As I’ve said before not everything in brewing and business has to be all ‘Look how good this is’ or ‘have you seen this new thing’, on occasion something will slip or not turn out as expected, I’ve not got a problem showing the rough with the smooth because when setting out in business I had one very clear goal… and that was to be Human.
I’m really not a fan of companies being all buttoned down and corporate, things like Trade Associations make my skin crawl (SIBA), so we try our best to be professional even if an occasional stern word or opinion slips out from time to time, its only Human.
A picture can say a thousand words….
We were immensely pleased with our new canned beers, but on Thursday evening we spotted something on social media with someone drinking one of our freshly delivered cans of ‘Cloudy with a chance of hops’ they stated it was oxidised so the following morning we randomly opened some cans from different boxes and poured a lot of beer. Then as a control we hooked up a keykeg of the same beer from the same tank that was used to Can from, The Glass on the left is the our keg sample and the one on the right is the Can sample you can’t say its not obvious can you!!
We knew our beer was right, we have brewed this recipe many times before for Cask and Keg and it has always beer right.
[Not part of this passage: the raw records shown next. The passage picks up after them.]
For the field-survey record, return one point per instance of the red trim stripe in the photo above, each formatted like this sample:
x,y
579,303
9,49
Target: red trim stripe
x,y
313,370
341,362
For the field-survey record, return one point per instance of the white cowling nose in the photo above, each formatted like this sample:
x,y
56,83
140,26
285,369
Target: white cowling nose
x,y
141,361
Our approach to our first Canning day was to have an extra level of Best Practice we wanted our beers to reach the Canning Machine is the best state possible, all the obvious cleaning was done and a cleaned Tank was Purged with Co2 (repeatedly filling and blowing off Carbon Dioxide pressure from tank) this is to reduce or remove the presence of Oxygen so that it cannot affect the beer we would put in it for canning. Co2 pressure was also used to supply the beer to the Canning Machine.
We used the most recommended canning company we knew of, they were very professional on the day and after a days work we had Dassler (already pre-carbonated in tank), Zoikes and Cloudy (to be Can-Conditioned) in Can, we were happy.
The Dassler was ready about 24 hours later when the yeast had settled in can, the Zoikes and Cloudy were tasting great within a week in our warm-room, and we sent deliveries out this week to some great bottle shops. *Spotted the Social media thing as mentioned above* then spent a very stressful Friday writing emails and contacting the customers who had bought cans of Cloudy to get them to withdraw from sale to minimise any damage they would cause. There was variability in the cans we opened and tested so there probably will be some good ones in among the bad ones, even last Saturday the beer was being drunk in our brewery bar and getting good feedback so its all very frustrating.
We believe that Dassler & Zoikes are unaffected by the issue the issue that Cloudy has, the New England style is intrinsically susceptible to Oxidation. We were later told that we should have been advised to Carbonate that particular beer on site rather than Can-condition it as NEIPA’s are notorious for being hard to Can and especially bad when can-conditioned due to the extra airspace that is left inside the can.
The canning company are being very supportive which is greatly appreciated, things like this could easily damage both our business and that of the Canners.
I have some queries to ask the Canners about a couple of aspects of the canning process / procedure that could help avoid overall oxidation and occasional can oxidation.
We also have a couple of recipe and process tweaks in mind that should hopefully make our beer a little more resilient to the rigors of canning and mitigate any extraneous oxygen pickup.
Then it will be Fingers Firmly Crossed for the next time we have the Canning guys on site and Cloudy in tank.
For the very few people that may have got an Oxidised Can you are very welcome to bring your proof of purchase from wherever you bought it and you can have a pint on us at one of our Bar days.